The “estimate” of the (intercept) is the y-intercept, along with a standard error. The slope is
provided by the “estimate” of the x-variable (is in this case) and it has a standard error estimate as
well. These are the results you want. The quality of the fit is given by the residual standard error.
•
Just to check that you didn’t make any silly mistakes, you can plot the line in R over the plot
you’ve made. Type abline(lmfit). Make sure it looks reasonable.
Fitting data with a non-linear least squares fit regression
•
Open R. An “R Console” window will open. From here on out, I will provide the
commands that you should enter following the “>” prompt in Arial font. A comment for a given
command will follow the “#” sign.
•
Identify the directory in which you are working. For example, if your files are in a Folder
called “FA” on your Desktop, type setwd(‘/Users/arthur/Desktop/FA’).
•
Load the text file containing your data. For example, using the sample file “fadata.txt”, type
mydata = read.table(“fadata.txt”,header=TRUE). The “header” issue notes that each column has a
name. “TRUE” must be capitalized. You can see the data were properly imported by typing
data.frame(mydata), which will show you what you got.
•
Specify your variables, using the header names from the text file.
s<-c(mydata[“s”])
v<-c(mydata[“v”])
•
The fit is achieved by the following:
nlsfit <- nls(v~(vm*s/(km+s)),data=mydata, start=list(km=10, vm=.03))

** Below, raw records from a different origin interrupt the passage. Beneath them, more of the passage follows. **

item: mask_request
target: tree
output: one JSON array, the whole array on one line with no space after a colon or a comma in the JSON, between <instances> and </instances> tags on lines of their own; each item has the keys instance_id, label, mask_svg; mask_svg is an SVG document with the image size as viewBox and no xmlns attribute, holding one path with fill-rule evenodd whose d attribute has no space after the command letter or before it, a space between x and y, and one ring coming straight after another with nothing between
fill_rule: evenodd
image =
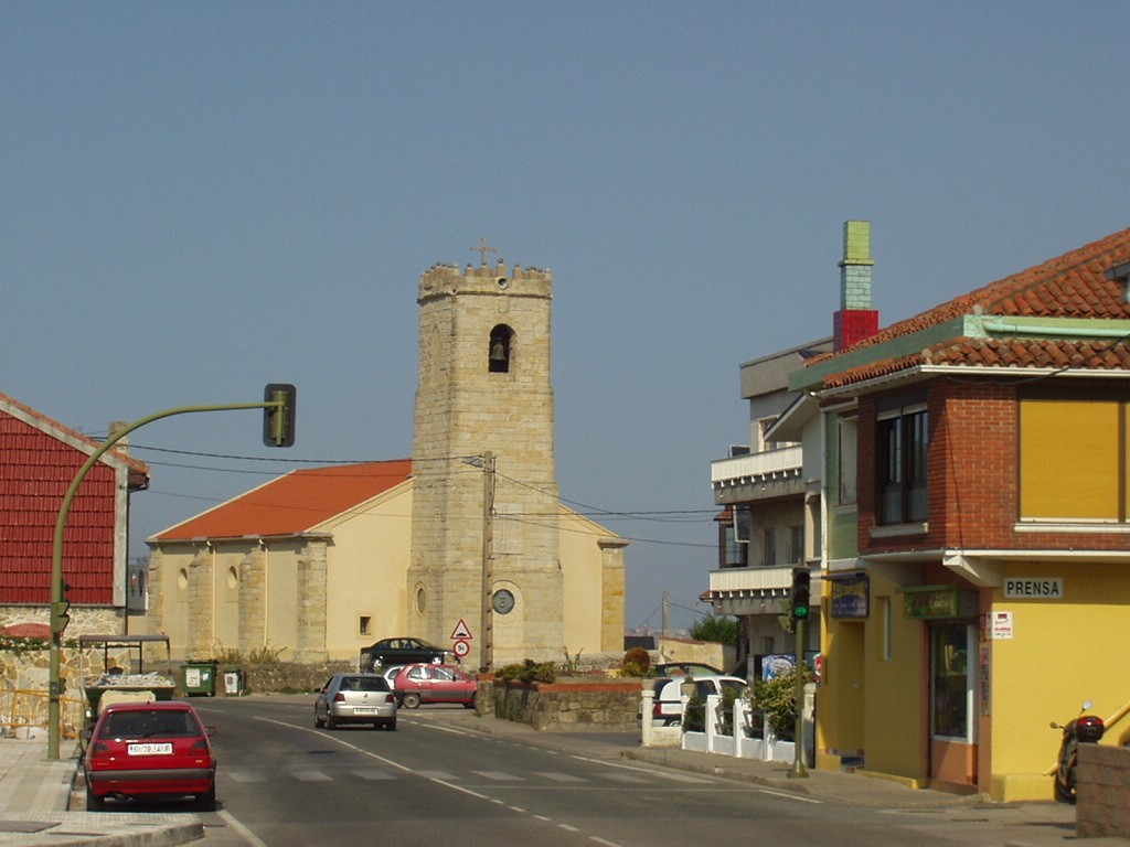
<instances>
[{"instance_id":1,"label":"tree","mask_svg":"<svg viewBox=\"0 0 1130 847\"><path fill-rule=\"evenodd\" d=\"M710 614L690 625L690 637L696 641L715 641L728 647L737 647L738 621L736 618Z\"/></svg>"}]
</instances>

A couple of comments. Note that the binding equation is embedded in the above line, with new
parameters identified as vm (meaning Vmax) and km (Michaelis constant). To help R get good values,
a couple of guesses are provided in the “start” values. I guessed 10, .03. You’ll need to guess values
based on your data.
•
The statistics are available by typing summary(nlsfit). Note that the Estimate is the value
that R obtains from the fit and Std. Error is the standard error for that value. Think about
significant figures before transferring this information somewhere. The residual standard error
provides an overall measure of the quality of the fit. It can be readily compared if you are looking at
models that have an equal number of parameters (true for our cases).
Fitting Inhibition Data
The process of using R with multiple independent variables (substrate and inhibitor concentration)
is very similar to performing the non-linear least squares fit described above. You will need to fit the
data to an appropriate algebraic model and you will need to estimate starting values for each variable
(Vmax, Km and Ki). You now have good initial guesses for the first two, and you try a few different
initial guesses for Ki to be sure you get consistent estimates with any given model.

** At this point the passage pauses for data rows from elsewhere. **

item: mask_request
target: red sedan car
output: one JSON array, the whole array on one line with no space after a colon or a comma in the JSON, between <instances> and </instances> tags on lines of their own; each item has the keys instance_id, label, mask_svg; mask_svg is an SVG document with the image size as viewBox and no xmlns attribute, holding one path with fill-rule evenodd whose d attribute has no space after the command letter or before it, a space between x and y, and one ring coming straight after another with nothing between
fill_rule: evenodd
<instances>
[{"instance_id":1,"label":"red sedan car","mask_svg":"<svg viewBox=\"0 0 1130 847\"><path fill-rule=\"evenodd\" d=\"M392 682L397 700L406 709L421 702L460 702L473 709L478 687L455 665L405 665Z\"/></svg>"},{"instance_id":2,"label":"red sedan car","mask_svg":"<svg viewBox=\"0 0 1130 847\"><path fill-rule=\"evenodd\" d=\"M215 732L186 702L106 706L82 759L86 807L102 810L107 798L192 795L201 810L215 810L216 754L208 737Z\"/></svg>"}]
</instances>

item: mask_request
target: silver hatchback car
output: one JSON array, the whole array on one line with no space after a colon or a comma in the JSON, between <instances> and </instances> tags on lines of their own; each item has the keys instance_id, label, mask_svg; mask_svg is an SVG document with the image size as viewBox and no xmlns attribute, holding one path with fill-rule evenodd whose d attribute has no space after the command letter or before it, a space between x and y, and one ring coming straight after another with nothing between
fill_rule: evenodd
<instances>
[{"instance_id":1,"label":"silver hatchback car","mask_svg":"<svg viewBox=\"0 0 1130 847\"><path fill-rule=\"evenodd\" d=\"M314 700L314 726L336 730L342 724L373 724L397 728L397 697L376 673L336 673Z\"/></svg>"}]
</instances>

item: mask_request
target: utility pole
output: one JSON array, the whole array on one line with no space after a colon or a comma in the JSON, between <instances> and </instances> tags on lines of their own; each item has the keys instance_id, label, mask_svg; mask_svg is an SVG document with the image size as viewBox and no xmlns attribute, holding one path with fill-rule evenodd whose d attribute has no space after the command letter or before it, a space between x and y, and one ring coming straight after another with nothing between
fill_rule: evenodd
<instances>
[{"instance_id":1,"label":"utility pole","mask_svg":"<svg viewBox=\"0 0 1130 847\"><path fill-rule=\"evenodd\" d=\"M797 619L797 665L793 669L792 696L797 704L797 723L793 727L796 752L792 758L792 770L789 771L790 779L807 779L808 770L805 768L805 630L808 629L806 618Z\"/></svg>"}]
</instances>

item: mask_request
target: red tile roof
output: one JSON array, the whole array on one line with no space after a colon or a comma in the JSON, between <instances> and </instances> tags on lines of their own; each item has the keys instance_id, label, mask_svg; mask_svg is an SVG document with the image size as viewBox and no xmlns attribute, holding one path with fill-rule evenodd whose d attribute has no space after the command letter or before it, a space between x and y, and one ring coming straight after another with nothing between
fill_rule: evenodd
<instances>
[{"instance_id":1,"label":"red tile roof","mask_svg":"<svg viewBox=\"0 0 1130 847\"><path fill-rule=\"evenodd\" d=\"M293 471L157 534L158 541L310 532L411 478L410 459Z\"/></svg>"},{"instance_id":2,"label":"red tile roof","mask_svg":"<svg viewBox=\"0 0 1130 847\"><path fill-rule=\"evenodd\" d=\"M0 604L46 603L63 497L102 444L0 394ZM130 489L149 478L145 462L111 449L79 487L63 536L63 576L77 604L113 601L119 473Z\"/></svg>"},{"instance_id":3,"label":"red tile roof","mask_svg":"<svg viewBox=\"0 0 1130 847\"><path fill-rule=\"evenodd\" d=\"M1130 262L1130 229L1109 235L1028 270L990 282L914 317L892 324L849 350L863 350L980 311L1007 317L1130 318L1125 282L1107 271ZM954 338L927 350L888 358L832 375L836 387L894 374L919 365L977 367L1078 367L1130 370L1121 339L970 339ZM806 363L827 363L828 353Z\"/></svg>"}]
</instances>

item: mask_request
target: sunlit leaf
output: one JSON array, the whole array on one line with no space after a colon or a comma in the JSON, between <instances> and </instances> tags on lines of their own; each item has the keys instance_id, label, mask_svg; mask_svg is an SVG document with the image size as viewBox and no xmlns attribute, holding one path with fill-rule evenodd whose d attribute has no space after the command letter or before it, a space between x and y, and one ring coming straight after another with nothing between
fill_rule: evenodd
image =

Take a look at the Inhibited files I’ve created to see how I’ve organized the data. When you load it
into R it’s the identical procedure as above, but you’ll need to identify a third variable by typing
something like:
i<-c(mydata=[“i”])
And when it comes time to test the model, here’s what you might type for competitive inhibition.
nlsfit <- nls(v~Vm*s/(s+(Km*(1+(i/Ki)))),data=mydata, start=list(Km=15, Vm=9,Ki=4))
To see the statistics, type summary(nlsfit):
Note the residual standard error. This is a measure of the deviation of the fit from the observed
data. The smaller the number, the better the fit (important in your report).